“The police!” exclaimed Mrs. Bobbsey, and then she clapped her hand over her mouth, for she had, in her excitement, spoken so loudly that she was afraid of waking the infant. “Why, Richard Bobbsey!” she went on in a whisper, “you wouldn’t turn a helpless little baby like May over to a lot of men police, would you?”

“Well, of course I didn’t mean exactly that,” he murmured. “But we can’t keep her—she belongs to some one else—and the police will know what to do with her. You always give abandoned babies to the police.”

“Oh, do you?” asked his wife, with a smile. “Well, this is the first time I ever saw or had an abandoned baby, so I don’t know. And what do the police do with the babies?” she asked. “Lock them in an iron cell?”

“Of course not!” exclaimed Mr. Bobbsey. “They send them to a nursing home, a foundling asylum, an orphanage—or somewhere. I don’t know exactly myself; but the police know what to do.”

“Yes, I suppose so,” agreed his wife, with a smile. “But it seems hard to turn a sweet little baby like this over to a lot of men, even if they are kind, to have them take her to an orphan asylum.”
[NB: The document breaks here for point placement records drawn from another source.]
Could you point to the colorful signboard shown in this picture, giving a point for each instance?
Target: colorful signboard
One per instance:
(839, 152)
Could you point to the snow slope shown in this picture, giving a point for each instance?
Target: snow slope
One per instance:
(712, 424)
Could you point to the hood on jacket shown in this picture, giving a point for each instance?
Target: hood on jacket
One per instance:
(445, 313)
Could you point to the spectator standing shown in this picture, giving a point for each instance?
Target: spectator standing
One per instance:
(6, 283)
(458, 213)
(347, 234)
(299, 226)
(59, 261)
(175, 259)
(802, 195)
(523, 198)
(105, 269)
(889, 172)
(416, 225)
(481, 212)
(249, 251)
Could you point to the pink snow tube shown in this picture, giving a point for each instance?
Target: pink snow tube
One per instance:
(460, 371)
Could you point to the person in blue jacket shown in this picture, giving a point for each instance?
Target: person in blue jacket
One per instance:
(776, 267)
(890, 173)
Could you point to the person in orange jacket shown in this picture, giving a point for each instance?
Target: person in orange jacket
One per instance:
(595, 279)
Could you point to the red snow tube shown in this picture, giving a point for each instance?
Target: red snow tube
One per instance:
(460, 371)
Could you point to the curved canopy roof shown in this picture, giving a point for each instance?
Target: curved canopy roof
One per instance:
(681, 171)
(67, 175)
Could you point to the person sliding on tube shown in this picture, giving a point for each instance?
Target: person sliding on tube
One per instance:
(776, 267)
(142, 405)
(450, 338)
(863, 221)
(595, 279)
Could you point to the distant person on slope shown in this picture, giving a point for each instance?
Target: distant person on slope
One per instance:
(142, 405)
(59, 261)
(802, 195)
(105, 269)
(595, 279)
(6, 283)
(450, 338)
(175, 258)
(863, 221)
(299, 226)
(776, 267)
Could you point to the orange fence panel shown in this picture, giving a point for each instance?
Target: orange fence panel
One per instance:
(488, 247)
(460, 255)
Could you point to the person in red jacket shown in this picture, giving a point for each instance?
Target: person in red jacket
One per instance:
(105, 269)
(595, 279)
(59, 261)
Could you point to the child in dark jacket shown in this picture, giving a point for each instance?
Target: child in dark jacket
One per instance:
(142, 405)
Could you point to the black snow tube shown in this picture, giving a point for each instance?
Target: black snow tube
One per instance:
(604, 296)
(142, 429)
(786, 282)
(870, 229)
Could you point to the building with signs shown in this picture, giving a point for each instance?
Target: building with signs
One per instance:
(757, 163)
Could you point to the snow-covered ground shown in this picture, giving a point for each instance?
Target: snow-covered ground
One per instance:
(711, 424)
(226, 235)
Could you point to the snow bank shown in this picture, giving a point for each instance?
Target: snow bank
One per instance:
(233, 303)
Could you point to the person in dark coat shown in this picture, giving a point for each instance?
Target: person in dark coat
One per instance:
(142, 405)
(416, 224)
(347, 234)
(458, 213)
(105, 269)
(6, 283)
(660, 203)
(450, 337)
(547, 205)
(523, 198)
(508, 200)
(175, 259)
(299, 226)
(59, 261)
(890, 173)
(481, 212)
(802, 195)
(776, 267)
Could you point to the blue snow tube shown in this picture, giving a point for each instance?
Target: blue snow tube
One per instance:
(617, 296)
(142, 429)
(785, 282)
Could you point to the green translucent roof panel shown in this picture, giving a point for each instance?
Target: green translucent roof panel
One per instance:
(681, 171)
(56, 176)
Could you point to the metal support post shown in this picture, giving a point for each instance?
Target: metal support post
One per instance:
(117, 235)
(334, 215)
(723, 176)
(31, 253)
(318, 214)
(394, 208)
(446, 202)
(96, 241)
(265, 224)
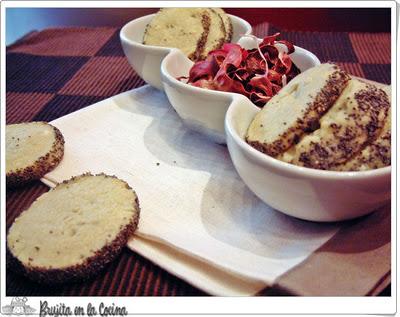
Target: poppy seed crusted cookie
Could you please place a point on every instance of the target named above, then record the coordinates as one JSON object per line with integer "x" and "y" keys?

“Oh, they have police women, or matrons, or something like that to look after kidnapped babies,” said Mr. Bobbsey.

“Richard Bobbsey,” his wife whispered, as she followed him to the front door, “I don’t believe there’s a single police woman, or matron, in Lakeport!”

“Well, they’ll have to get one then. Anyhow, we can’t keep the baby. She will have to go to some asylum.”

“Yes, I suppose so,” and Mrs. Bobbsey sighed. “It seems strange that she should be left with us, when there are good neighbors on either side of us.”

“Neighbors without children—yes,” laughed Mr. Bobbsey. “That old woman with the green umbrella knew what she was about when she left her basket here. She saw our twins at the window and she knew we were the kind to look after a baby. But, as you say, we can’t keep her, of course.”